On 23 February 2015, he was elected as the secretary of the Communist Party of India (Marxist) Kerala State Committee for a period of three years. He was re-elected for a second term as a State Secretary in 2018 and for a third term in March 2022. On 28 August 2022, he stepped down from the position due to failing health and was succeeded by M. V. Govindan.

===Ministry===
Kodiyeri Balakrishnan served as the Deputy Leader of Opposition in the 11th Kerala Assembly. He served as the Home Minister of Government of Kerala in the 12th Kerala Assembly from 2006 to 2011. He is widely regarded for key initiatives in strengthening policing, modernisation, and community policing in his tenure. The Janamaithri Suraksha Project, launched during his tenure, marked a milestone in community policing and people friendly policing in Kerala.

==Personal life and death==
Balakrishnan was born in Kodiyeri, Thalassery, to Kunjunni Kurup and Narayani Amma on 16 November 1953. He was the youngest child and only son of his parents. He had four elder sisters, all much older than him. He studied in Kodiyeri Junior Basic School and Oniyan High School.
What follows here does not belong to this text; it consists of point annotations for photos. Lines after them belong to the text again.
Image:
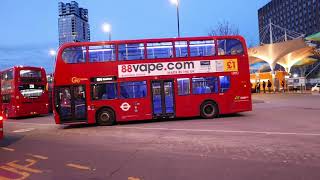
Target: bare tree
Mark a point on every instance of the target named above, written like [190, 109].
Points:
[224, 28]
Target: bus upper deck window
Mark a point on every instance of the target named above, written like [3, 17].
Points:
[102, 53]
[224, 83]
[230, 47]
[131, 51]
[74, 55]
[181, 48]
[160, 50]
[202, 48]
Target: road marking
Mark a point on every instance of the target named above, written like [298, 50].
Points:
[15, 170]
[224, 131]
[23, 130]
[9, 122]
[133, 178]
[77, 166]
[39, 156]
[8, 149]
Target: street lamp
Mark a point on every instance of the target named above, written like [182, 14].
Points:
[177, 3]
[53, 54]
[107, 29]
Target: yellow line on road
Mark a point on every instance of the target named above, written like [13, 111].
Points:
[77, 166]
[8, 149]
[39, 156]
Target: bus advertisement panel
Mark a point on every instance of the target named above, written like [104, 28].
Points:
[114, 81]
[24, 92]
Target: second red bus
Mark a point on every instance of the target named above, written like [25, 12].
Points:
[24, 91]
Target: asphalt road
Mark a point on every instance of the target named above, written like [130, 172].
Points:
[279, 139]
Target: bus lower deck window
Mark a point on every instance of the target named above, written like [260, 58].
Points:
[204, 85]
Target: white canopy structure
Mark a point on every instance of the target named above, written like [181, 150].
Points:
[286, 53]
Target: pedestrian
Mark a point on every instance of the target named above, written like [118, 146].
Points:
[269, 86]
[283, 86]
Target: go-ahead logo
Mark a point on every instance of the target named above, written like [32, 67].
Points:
[152, 67]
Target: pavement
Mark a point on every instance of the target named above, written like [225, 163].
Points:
[279, 139]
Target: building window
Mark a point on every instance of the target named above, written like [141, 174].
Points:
[224, 83]
[202, 48]
[181, 48]
[230, 47]
[159, 50]
[102, 53]
[104, 91]
[6, 98]
[204, 85]
[74, 55]
[133, 89]
[131, 51]
[183, 86]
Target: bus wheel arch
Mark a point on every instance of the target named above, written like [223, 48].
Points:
[209, 109]
[105, 116]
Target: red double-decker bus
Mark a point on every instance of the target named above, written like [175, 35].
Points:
[114, 81]
[1, 127]
[24, 92]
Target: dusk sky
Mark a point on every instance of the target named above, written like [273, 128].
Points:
[30, 28]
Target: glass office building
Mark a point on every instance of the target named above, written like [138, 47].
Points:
[73, 23]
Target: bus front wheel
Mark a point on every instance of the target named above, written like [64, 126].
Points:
[209, 110]
[105, 117]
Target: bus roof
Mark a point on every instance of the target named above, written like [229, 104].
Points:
[71, 44]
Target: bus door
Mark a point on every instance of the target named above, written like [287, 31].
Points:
[163, 99]
[71, 103]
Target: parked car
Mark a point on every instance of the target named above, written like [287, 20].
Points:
[316, 88]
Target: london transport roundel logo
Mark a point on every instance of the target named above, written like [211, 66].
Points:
[125, 106]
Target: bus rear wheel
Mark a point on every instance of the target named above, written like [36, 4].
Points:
[105, 117]
[209, 110]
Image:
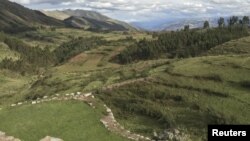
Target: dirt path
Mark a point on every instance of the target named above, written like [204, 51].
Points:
[108, 120]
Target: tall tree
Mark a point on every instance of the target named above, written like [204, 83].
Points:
[245, 20]
[206, 24]
[221, 22]
[233, 20]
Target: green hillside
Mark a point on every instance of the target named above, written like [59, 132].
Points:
[67, 120]
[16, 18]
[154, 83]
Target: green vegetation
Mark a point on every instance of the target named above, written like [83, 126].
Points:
[181, 44]
[185, 94]
[71, 121]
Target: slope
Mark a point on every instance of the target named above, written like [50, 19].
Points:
[14, 17]
[89, 19]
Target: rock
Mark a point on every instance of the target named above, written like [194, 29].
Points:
[88, 94]
[13, 105]
[2, 133]
[109, 110]
[91, 104]
[176, 131]
[48, 138]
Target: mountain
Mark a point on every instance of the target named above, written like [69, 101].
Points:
[15, 17]
[88, 20]
[193, 23]
[174, 24]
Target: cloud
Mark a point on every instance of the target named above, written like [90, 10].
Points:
[146, 10]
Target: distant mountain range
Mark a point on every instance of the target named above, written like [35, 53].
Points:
[175, 24]
[17, 18]
[88, 20]
[14, 17]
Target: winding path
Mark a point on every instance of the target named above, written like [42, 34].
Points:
[108, 120]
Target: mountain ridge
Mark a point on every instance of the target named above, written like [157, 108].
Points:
[88, 20]
[22, 18]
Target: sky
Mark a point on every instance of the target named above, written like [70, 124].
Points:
[148, 10]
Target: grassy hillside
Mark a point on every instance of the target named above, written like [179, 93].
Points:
[147, 96]
[185, 94]
[89, 20]
[15, 18]
[70, 121]
[6, 52]
[240, 46]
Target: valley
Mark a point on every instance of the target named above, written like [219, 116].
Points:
[143, 85]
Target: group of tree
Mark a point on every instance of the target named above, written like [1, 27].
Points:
[185, 43]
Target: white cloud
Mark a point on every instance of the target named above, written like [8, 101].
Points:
[144, 10]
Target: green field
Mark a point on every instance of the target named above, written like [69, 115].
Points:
[70, 121]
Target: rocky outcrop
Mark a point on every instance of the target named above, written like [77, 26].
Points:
[4, 137]
[171, 135]
[48, 138]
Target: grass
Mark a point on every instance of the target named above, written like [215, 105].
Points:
[240, 46]
[70, 121]
[5, 52]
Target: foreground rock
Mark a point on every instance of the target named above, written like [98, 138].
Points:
[48, 138]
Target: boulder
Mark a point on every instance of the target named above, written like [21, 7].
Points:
[48, 138]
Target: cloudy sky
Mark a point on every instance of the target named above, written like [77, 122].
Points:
[148, 10]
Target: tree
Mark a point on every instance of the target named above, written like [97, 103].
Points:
[233, 20]
[245, 20]
[186, 28]
[206, 24]
[221, 22]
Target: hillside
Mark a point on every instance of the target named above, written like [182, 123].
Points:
[88, 20]
[14, 17]
[81, 85]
He became active in politics while studying at Mahatma Gandhi Government Arts College, Mahé and was active in University College, Thiruvananthapuram.

In 1980, he married S. R. Vinodini, daughter of ex-MLA M. V. Rajagopalan Master and had two children, Binoy Kodiyeri and Bineesh Kodiyeri.

Balakrishnan was diagnosed with pancreatic cancer and admitted to Apollo Hospital, Chennai from 28 August 2022 in view of worsening health. He died on 1 October 2022, at the age of 68. His body was taken to his hometown Kannur, and was cremated there with full state honours.